Highly Unusual Stock NQ Mobile Surges on End of Audit

Jacob Harper  |

Controversial Chinese tech company NQ Mobil (NQ) surged in Friday trading as the company continues to benefit from last week’s dismissal of auditor PricewaterhouseCoopers. PwC had been investigating reports that NQ had grossly overstated revenues, a charge led by famous short seller Carson Block of Muddy Waters, and one that had caused shares of NQ to lose four-fifths of their value in less than a year.

As recently as July 3, PwC had announced they were expanding the scope of the audit, a move interpreted by some to indicate that NQ was not complying fully with the independent audit. It's a moot point now though, as PwC has been relieved of their duties completely.

The release of PwC potentially frees up NQ to finally release their 2013 fiscal report, an eagerly awaited document that could very well clear NQ’s name.

Of course, the dismissal could just be another tactic by NQ to buy themselves time to cover their tracks. In an email to Reuters, Block claimed as much, saying "PwC's refusal to issue an audit opinion results from the fact (that) NQ is a fraud… by not issuing any opinion, PwC effected a backdoor resignation that attempts to save face for its client."

Block’s initial allegation, which first surfaced in October, sparked the sell-off and sizable short position on the company. While down from a high near 49% three weeks prior, NQ still maintains one of the highest short floats in the entire tech sector at 46.24%.  

NQ would not be considered such a controversial stock if it didn’t have its share of defenders. American telecom megalith Sprint (S) believed in the company’s products enough as to offer them a lucrative deal in the midst of the Block allegations. From a fundamental perspective, NQ is massively undervalued. Based on its valuation as of July 25, NQ’s forward P/E is a miniscule 3.73, which is the lowest in the entire tech sector.

While the company cycles through auditors and the public awaits the release of its 2013 financial documents, NQ’s value sits in a sort of limbo. On the upside, there’s its “correct” valuation, or the stock price that would correspond roughly with a tech company that beat revenue estimates for 11 straight quarters and purports to take in $65 million a quarter. If those numbers are correct, NQ is worth closer to $25, or what it was valued at in October 2013 prior to the Muddy Waters release.

However, the company’s detractors would claim that most, if not all, of those blockbuster revenue beats that NQ claims quarter after quarter are fictitious. Despite the insistence of NQ’s first independent auditor Deloitte, whom Block dismissed as “just another in a long line of whitewashes carried out by China companies that are defrauding US investors, written by directors in China who have no accountability to U.S. authorities," the company is worth even less than its July 25 price of $6.73 a share. It’s worth, well, zero.
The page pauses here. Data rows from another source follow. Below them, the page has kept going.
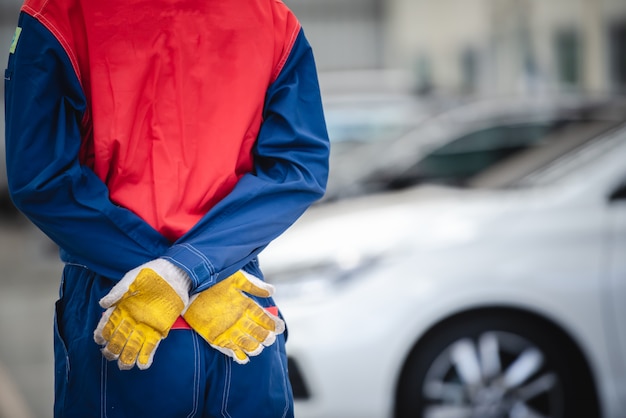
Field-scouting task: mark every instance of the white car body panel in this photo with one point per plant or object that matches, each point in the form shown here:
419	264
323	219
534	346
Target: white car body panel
426	246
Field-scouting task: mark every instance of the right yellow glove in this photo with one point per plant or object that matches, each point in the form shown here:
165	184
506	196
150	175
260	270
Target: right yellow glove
140	310
232	322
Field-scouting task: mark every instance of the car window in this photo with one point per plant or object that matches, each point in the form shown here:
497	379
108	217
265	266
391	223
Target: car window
475	152
497	155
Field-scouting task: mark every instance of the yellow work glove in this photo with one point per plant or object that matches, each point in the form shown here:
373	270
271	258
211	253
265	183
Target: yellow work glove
232	322
140	310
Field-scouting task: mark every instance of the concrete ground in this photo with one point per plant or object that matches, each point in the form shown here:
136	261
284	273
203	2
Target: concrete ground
29	280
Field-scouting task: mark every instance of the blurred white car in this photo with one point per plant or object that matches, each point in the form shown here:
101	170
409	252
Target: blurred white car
503	298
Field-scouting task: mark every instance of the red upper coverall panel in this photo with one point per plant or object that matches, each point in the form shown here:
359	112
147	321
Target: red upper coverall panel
174	108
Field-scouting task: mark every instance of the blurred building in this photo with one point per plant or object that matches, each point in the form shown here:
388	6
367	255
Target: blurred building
475	46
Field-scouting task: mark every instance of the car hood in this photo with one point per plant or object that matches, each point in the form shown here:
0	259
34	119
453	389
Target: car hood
343	235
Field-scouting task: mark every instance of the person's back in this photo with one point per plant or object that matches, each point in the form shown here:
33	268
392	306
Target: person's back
162	145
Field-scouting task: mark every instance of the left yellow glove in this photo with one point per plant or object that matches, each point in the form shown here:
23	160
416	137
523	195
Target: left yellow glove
231	321
140	310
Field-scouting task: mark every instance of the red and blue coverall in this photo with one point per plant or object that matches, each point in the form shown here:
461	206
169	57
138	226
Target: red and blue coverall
184	129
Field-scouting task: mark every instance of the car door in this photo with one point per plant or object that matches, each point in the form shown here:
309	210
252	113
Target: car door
617	281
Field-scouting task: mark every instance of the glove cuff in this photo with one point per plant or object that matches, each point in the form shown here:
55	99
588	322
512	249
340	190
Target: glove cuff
173	275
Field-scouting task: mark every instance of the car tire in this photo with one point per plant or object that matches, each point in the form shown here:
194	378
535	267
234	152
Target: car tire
494	366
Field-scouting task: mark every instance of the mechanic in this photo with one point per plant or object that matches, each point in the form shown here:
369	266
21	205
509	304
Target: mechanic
163	145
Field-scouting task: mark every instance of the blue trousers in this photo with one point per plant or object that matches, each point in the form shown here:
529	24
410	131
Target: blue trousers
187	379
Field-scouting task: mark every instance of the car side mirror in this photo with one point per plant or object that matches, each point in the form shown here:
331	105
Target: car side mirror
619	193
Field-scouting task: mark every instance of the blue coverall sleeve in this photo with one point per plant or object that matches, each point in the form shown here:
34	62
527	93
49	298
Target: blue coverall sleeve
44	105
291	169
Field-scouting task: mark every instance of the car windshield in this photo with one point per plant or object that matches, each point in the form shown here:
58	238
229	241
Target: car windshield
493	149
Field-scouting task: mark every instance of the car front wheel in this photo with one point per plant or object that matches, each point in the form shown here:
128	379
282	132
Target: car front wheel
495	366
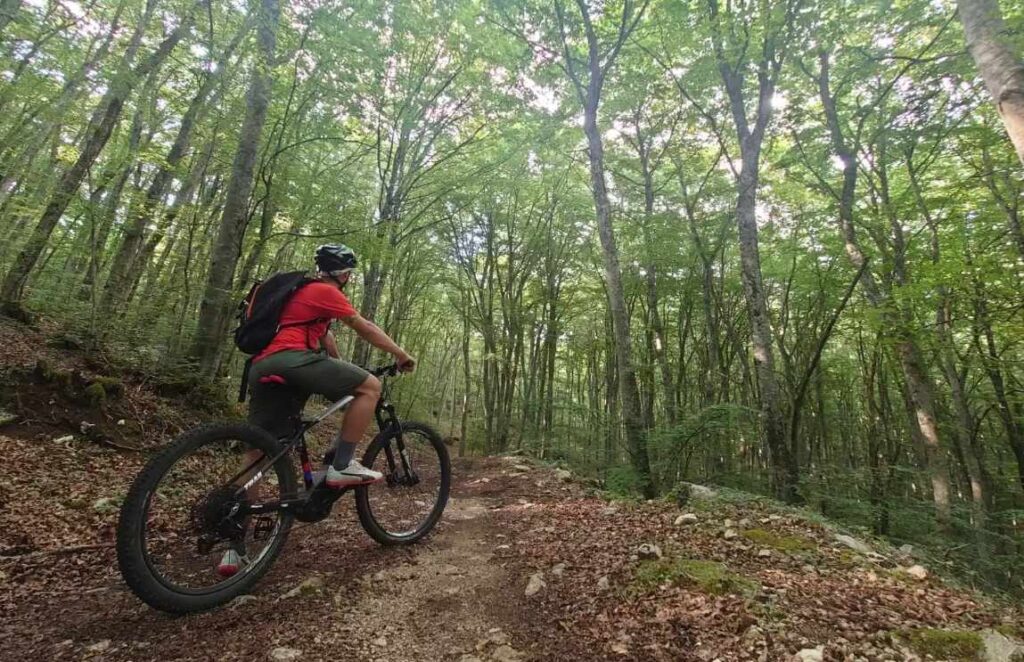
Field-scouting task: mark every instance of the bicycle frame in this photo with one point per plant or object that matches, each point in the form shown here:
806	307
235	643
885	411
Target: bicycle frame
387	421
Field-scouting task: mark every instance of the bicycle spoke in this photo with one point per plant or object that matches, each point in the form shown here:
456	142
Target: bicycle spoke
192	516
404	501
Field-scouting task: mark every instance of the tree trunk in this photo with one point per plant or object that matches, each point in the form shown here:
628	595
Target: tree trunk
214	311
918	382
628	390
126	261
103	121
990	44
8	9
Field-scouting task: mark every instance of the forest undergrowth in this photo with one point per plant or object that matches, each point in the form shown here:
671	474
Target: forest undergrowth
531	562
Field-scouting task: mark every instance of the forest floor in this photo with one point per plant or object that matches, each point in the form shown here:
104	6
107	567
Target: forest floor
527	564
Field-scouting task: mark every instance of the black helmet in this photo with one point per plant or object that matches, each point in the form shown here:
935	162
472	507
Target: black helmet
335	257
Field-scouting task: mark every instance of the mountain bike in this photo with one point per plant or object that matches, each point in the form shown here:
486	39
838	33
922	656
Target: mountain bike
201	496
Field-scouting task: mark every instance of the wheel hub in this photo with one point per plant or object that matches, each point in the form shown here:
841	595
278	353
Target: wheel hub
215	515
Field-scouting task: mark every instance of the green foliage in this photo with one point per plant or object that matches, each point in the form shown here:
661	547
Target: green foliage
764	538
622	481
443	142
945	645
706	576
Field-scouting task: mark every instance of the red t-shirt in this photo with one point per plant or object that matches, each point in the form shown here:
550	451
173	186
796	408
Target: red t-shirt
314	301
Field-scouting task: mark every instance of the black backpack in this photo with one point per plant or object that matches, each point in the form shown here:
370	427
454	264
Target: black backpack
259	315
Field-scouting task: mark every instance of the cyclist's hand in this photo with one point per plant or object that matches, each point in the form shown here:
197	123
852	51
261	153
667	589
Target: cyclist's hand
406	362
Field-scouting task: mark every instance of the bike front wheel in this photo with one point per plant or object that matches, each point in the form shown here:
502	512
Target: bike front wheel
408	503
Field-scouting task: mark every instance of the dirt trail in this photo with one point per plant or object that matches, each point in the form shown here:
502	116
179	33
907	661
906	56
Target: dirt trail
461	594
442	604
445	598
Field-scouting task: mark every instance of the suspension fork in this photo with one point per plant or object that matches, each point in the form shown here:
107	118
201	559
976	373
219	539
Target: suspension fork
387	420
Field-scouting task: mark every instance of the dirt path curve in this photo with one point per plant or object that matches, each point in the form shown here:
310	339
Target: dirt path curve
442	604
458	595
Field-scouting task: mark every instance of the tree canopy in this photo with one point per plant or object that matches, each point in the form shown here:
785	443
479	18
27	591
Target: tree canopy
773	245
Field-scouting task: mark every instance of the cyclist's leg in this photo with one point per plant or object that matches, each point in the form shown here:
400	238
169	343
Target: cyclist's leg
335	379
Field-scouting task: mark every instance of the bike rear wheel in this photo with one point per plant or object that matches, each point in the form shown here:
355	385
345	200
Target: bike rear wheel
186	508
408	503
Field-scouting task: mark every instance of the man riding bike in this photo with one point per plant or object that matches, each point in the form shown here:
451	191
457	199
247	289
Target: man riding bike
304	356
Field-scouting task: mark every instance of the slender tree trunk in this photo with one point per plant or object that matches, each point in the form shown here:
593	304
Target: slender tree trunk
656	327
918	383
629	391
467	382
99	131
8	9
990	44
214	311
126	261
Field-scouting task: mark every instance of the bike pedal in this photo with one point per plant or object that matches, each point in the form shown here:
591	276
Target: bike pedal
262	528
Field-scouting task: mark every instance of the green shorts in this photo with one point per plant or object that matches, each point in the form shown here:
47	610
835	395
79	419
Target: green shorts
272	405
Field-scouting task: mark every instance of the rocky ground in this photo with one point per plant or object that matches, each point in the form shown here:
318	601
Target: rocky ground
528	564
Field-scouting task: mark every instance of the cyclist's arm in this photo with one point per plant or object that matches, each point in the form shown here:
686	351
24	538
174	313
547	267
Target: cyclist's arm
330	345
375	336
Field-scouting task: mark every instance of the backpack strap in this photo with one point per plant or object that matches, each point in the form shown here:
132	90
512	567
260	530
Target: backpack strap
244	386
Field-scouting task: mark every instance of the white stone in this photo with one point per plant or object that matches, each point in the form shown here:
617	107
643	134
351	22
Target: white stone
98	647
810	655
700	492
853	543
686	520
999	648
918	572
104	505
648	551
309	586
535	584
506	654
243	600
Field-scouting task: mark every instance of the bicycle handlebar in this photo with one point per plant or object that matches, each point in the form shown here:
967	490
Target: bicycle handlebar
389	370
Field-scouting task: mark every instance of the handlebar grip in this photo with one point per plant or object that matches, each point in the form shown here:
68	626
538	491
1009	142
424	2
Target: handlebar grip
389	370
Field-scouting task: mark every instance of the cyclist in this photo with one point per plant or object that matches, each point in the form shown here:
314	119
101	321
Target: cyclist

The $6.73 price on NQ’s shares represents an uneasy truce of the market, one that neither prices NQ at a market value commensurate with its stated revenues nor confirms the allegations of chicanery and relegates it to worthlessness and the dustbin of investing history. One side or the other is correct in the matter. The question is, who will emerge triumphant? The company’s defenders or Block and his cohorts?

It’s a war that will continue raging for some time, but for the time being appears that neither side has scored a decisive win, and the company's market price reflects as much. The bulls did win the trading week, however, as shares for NQ gained 42.67%.